5

Our app running on client server A and creates a file on the server 2008 R2 file-server using:

CreateFile(LockFileName,
                  GENERIC_READ or GENERIC_WRITE,
                  FILE_SHARE_READ, nil,
                  CREATE_ALWAYS,
                  FILE_FLAG_WRITE_THROUGH or FILE_FLAG_DELETE_ON_CLOSE,
                  0);

The client is testing a disaster situation and powering off 'server A' and leaving it off. They're reporting that our app running on 'server B' using the same filename and the same code fragment above fails (ie the file continues to exist) for at least 15 minutes until, we believe, they browse to folder containing the file in Windows Explorer at which point the file is deleted automatically.

Is anyone aware of how this is supposed to behave in this situation, where the creating server has gone away, should the handles be released and the file removed automatically? And why does looking at the file cause it to delete?

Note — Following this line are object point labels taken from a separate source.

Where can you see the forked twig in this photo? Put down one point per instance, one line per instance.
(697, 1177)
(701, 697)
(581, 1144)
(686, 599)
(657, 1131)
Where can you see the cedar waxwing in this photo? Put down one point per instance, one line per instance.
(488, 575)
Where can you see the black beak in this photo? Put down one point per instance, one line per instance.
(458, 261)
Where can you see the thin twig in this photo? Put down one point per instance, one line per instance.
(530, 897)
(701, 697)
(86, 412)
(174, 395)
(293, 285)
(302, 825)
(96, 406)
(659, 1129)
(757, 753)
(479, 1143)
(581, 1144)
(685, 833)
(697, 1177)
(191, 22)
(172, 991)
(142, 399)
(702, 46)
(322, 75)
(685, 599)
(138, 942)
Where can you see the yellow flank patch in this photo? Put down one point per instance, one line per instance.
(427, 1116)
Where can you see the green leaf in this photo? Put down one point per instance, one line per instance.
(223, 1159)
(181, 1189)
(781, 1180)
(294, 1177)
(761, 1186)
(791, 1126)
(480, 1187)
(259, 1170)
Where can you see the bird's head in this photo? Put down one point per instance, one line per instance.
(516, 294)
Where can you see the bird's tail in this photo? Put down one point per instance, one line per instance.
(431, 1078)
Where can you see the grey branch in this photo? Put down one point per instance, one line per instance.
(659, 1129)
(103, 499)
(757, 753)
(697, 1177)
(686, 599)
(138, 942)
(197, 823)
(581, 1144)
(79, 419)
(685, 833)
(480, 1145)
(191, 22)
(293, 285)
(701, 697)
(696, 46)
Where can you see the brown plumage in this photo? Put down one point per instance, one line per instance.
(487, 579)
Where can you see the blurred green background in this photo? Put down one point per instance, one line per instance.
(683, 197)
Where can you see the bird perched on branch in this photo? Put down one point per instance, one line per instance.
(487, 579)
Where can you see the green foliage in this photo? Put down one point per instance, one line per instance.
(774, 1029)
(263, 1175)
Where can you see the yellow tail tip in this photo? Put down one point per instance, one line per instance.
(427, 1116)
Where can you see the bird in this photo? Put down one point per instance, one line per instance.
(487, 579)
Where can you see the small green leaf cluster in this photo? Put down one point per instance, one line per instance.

Interestingly, on another supposedly similar setup the issue does not occur.

Sam Cogan
  • 4,124
  • 7
  • 44
  • 76
  • Not an answer, but we've seen related problems with CIFS shares before with a large cluster setup. Even had strange problems related to executables being updated underneath actively running processes in the cluster. We've found that it *could* be as long as 8 hours for the timeout to be noticed... – user7116 Feb 05 '12 at 22:28

3 Answers3

4

[...] where the creating server has gone away, should the handles be released and the file removed automatically?

Eventually yes, but not immediately. As you are running Windows Server 2008 R2 (and thus SMBv2, note that I assume that both server and client are running on Windows Server 2008 R2) the client will request a durable file handle. According to the SMBv2 specification, section 3.3.6.2 and 3.3.7.1 the server must start the durable open scavenger timer (set to 16 minutes on Windows Server by default). Once the timer expires the server must examine all open handles and close those that have not been reclaimed by a client.

In your scenario of course, an open question is whether the server detects the connection loss to the client at all, as the client (i.e. the whole server, not just the process) according to your description is killed immediately.

Now assume that another client is trying to open the file while the durable timeout is still running/the server still considers the file to be open by the first client. Then it is supposed to send an oplock break notification (section 2.2.23.1) to the client that initially opened the file. As the client is unable to respond (it has been killed) the server will wait for the oplock break acknowledgment timeout to expire (section 3.3.2.1, 35 seconds by default) before it will grant the new client access to the file.

There is one other thing to note: The behavior will be different if the second client accesses the file via a local path rather than via an UNC path. In this case the client won't have to wait for the oplock break ack timeout to occur. Windows will grant him access to the file immediately while it will try to send a close request to the first client.

This is how the system is supposed to behave. As to why you are experiencing the issues described I cannot tell. I wouldn't be surprised if you'd stumbled upon a bug in the Fileserver implementation of Win Server 2008. I would try to troubleshoot the issue using the tools mentioned in the other answers (procmon is really nice) and Wireshark helps a lot too.

afrischke
  • 3,836
  • 17
  • 30
1

There is nothing to say there should no longer be any handles when the creating servers goes down. In order for a handle to be removed, something has to initiate that removal. If a server abruptly goes down, it cannot remove its handles, so those handles remain open. As far as the server still up is concerned, all is good and well, and no file handles should be forcibly closed.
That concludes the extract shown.